Part 3 Transforming People and Culture

13. Using Organizational Learning Tools to Build Community by James B. Rieley
14. Individual and Team Empowerment: Human Dynamics at Digital by Chris Strutt
15. Connecting the Heart and Mind at EDS by Francine Zucker
16. Toward a New Culture: The Power of Aligning with Deep Purpose by Sharon Lehrer

EXCERPTS

Dialogue Circles

Strategic dialogue became one of the most useful tools for team learning and effective problem-solving at EFHD. In part, this was because it provided an opportunity to think about issues and problems on a different level. As teams practiced dialogue, they created an infrastructure for more open, honest communication.

Teams throughout the division used dialogue on an ongoing basis, and the practice became global. When the Division Operating Committee members visited overseas plants, they sat in a circle and talked for a day.

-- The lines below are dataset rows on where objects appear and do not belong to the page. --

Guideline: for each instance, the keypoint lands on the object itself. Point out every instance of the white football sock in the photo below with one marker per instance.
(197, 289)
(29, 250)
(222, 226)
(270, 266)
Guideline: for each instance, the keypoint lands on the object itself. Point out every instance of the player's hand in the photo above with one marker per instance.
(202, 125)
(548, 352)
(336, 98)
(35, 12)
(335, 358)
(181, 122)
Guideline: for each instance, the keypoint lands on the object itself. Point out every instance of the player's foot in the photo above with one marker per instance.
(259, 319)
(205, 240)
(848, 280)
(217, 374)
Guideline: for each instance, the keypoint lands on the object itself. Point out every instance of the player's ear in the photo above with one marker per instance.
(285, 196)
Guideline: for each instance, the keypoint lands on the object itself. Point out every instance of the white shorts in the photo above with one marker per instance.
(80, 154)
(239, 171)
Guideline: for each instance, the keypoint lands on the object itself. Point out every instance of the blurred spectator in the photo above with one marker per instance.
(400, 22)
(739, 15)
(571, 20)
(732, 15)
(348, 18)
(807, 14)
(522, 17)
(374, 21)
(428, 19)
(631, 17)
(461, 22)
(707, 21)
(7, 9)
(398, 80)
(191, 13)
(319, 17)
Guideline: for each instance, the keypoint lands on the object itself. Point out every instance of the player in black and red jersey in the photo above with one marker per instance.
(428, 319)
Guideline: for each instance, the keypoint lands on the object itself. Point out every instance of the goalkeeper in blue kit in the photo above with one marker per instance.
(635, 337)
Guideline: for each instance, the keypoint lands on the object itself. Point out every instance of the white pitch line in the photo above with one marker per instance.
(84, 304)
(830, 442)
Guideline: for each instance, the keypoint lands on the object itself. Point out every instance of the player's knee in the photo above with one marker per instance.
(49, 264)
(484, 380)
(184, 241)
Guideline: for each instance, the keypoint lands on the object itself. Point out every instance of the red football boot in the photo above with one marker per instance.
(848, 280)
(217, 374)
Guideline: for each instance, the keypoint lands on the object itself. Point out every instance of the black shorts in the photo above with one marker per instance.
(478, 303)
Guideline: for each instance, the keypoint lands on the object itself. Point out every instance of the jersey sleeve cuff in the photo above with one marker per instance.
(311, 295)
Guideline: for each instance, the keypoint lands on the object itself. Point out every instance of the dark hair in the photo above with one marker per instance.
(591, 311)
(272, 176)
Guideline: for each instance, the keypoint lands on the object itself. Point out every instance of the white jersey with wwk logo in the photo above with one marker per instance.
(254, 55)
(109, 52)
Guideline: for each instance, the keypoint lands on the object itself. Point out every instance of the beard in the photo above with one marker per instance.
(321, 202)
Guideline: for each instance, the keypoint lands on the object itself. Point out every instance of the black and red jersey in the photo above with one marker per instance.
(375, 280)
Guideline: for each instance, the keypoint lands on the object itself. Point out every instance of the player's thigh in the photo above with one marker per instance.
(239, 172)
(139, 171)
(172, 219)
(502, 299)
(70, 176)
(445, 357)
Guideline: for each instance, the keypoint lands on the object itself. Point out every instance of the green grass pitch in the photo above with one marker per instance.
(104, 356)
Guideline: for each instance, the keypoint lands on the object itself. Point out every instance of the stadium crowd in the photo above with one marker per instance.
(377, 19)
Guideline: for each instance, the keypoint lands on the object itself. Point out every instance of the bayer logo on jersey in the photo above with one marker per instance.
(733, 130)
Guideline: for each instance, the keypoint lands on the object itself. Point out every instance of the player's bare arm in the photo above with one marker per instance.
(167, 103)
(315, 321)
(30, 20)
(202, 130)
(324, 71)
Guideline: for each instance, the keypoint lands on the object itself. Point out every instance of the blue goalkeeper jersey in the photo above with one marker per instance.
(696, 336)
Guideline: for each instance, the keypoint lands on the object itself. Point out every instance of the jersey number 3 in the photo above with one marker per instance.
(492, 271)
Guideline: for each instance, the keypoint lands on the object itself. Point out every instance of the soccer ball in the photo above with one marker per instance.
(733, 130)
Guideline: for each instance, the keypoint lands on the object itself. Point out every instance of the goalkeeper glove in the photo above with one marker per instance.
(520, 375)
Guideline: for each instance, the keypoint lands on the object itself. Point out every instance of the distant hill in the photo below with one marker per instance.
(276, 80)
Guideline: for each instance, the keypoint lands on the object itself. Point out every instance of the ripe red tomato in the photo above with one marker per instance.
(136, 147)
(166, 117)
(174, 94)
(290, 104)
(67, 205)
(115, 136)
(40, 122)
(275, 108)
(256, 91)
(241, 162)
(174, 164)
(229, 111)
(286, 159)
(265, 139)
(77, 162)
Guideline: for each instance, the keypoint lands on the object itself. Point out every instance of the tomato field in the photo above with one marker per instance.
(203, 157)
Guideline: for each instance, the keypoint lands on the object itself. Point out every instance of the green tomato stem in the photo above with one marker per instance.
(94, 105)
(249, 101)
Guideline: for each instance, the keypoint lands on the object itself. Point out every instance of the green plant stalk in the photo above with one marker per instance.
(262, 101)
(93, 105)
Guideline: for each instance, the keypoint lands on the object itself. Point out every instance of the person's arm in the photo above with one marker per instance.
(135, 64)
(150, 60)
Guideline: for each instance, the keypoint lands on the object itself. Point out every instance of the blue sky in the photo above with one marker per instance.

No books. No reviews. No measurements. Just an open conversation about the issues facing the plant and how they might do things differently. When you have a plant located in a place like Belfast, Northern Ireland, there's a lot going on besides producing parts. We believed the dialogue approach provided a broader perspective on the issues and helped us tackle them more effectively.

In the weekly dialogue, the Division Operating Committee's one ground rule was that committee members didn't necessarily have to tackle specific problems, nor were they required to come out of the sessions with solutions. But they very often would talk about specific issues and come to a much better understanding of the problems, which led to more effective solutions.

The fact that there were no "hard" measurements in a dialogue session does not mean that this process lacked hard results. Peter Senge once said, "You're not a learning organization because you know how to dialogue. You're a learning organization when you know how to turn dialogue into decision." In our dialogues, there was no such thing as taking notes or trying to transcribe the conversation. But, if we did hit an "aha," we stopped, had the team leader write down the insight or action item, and assigned it to someone. Attaching accountability and responsibility to our processes played a key role in all of our learning organization work.

One of the best examples of the "hard" results that can come from this process emerged from a dialogue among members of the product launch success team. At one point in the dialogue an engineering manager asked, "Why is it that the machines always seem to work fine on Saturday?" The assumption behind the statement was that union workers were pleased when machines broke down Monday through Friday, because they could get two hours' overtime to fix them. If a machine broke down on Friday, that was even better, because the workers got all day Saturday to fix it. However, by 3:30 on Saturday afternoon they wanted to go home and spend the weekend with their families, so the machines didn't break down.

A UAW representative immediately took offense to the remark, "I'm sick of you guys implying that the UAW sabotages the machines. It's my opinion the machines don't work at EFHD because you have young engineers buying these machines, and all they do is buy crap."

At that point, someone from purchasing joined in. "You know, I buy the same darn machines for seven other divisions at Ford, and they seem to work fine everywhere else. I think you guys have trouble with equipment because you have terrible Total Productive Maintenance procedures."

This was not a pleasant exchange, but the surfacing of mental models and assumptions helped pave the way for honest communication and a more effective approach to the problems that were raised. In order to address the issue of machine breakdowns, the group developed an equipment specifications manual that covered all aspects of testing and installing new machinery. This manual proved so effective that it served as the prototype for the whole company. When they looked into the supplier/purchasing issue further, the team discovered that some suppliers were, in fact, taking advantage of EFHD's young engineers. They were selling us six or seven spare parts for machines when only one would break down in an entire lifetime. The team subsequently developed a consignment policy that required suppliers to keep the spare parts in their inventory. That step alone saved us hundreds of thousands of dollars in inventory costs.